There has not been a better time for investors to look at Indian infrastructure and cherry-pick assets, said Yeshwanth Kini, India chief executive at private equity firm Kaup Capital. "We have focused a lot on spaces such as specialised logistics. We have invested in an oil and gas logistics company and a marine-side logistics firm. Sectors like healthcare and education are also emerging," he said.
However, in order to meet large investment needs for infrastructure, India will require huge domestic and overseas capital, said Virender Pankaj, chief executive for wholesale finance at L&T Financial Services. He added that a framework will be critical to tackle uncertainties typically associated with long-term projects, so that the capital can freely flow in.
On the lending front, Pankaj was of the view that the days of generalist lenders are fading. “If you have to be a lender or an investor, you need to understand the sector well," he said. As a result of his firm’s focused strategy, he said 80% of L&T Financial Services' business in infrastructure have come from renewable energy, roads and transmission.
On renewable energy, Kailash Vaswani, deputy chief financial offer at renewable energy producer ReNew Power Ventures, said there has been a lot of disruption in the sector, leading to rates in solar energy becoming the cheapest across the power sector at Rs 2.5-3 per unit. "The growth is very real and there is a lot of potential in the country.
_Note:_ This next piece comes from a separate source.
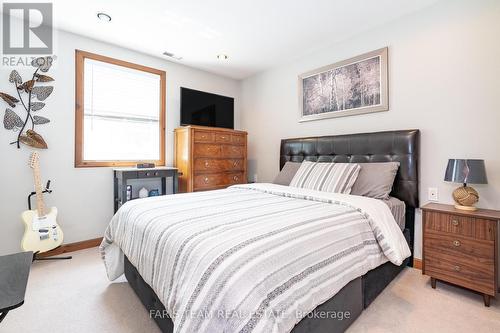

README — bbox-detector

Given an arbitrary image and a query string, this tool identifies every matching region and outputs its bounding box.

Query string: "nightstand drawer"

We (India) have the most number of sunny days so the solar potential is almost 700 gigawatts (GW)."
Vaswani also said the main hurdles to the renewable energy sector were delay in payments from power distribution companies and limited financing options, with only a finite set of lenders willing to lend and state-run banks staying off the category.
Commenting on the hurdles faced by players in roads and power transmission sectors, Joshi of IDFC Alternatives said the key issues have largely been dealt with and that low internal rates of return (IRRs) are a thing of the past, when developers took bolder risks. Investing in the struggling thermal power sectors, though, would be "adventurous" at this point, he said.
The panel, moderated by Vineetha MG, partner at legal firm Samvad Partners, also observed a need for an Indian sovereign fund in infrastructure.
A report by investment bank Ambit in 2016 estimated that global pension funds and sovereign wealth funds could invest up to $50 billion in Indian infrastructure over five years. The sector raised about $3.49 billion in the financial year ended 31 March 2017 from 33 transactions, according to investment bank Equirus Capital.
In recent years, the Indian infrastructure sector has been hurt by weak finances of large conglomerates and a slump in economic activity, resulting in stalling of projects for lack of clearances or funds. Given the muted spending by private players in the space, the Centre has been leading investments, with infrastructure development on top of its agenda.
However, policy changes in the past two years and relaxation in project exit norms for highway developers have inspired hope for global pension funds and domestic investors alike. This, in turn, has given rise to transactions led by infrastructure-focussed investors such as Canadian firm Brookfield Asset Management, India's IDFC Alternatives, Australia's Macquarie Group, Dutch pension fund APG Asset Management, and Canadian pension funds Canada Pension Plan Investment Board, La Caisse de dépôt et placement du Québec (CDPQ), and Public Sector Pension Investment Board (PSP Investments).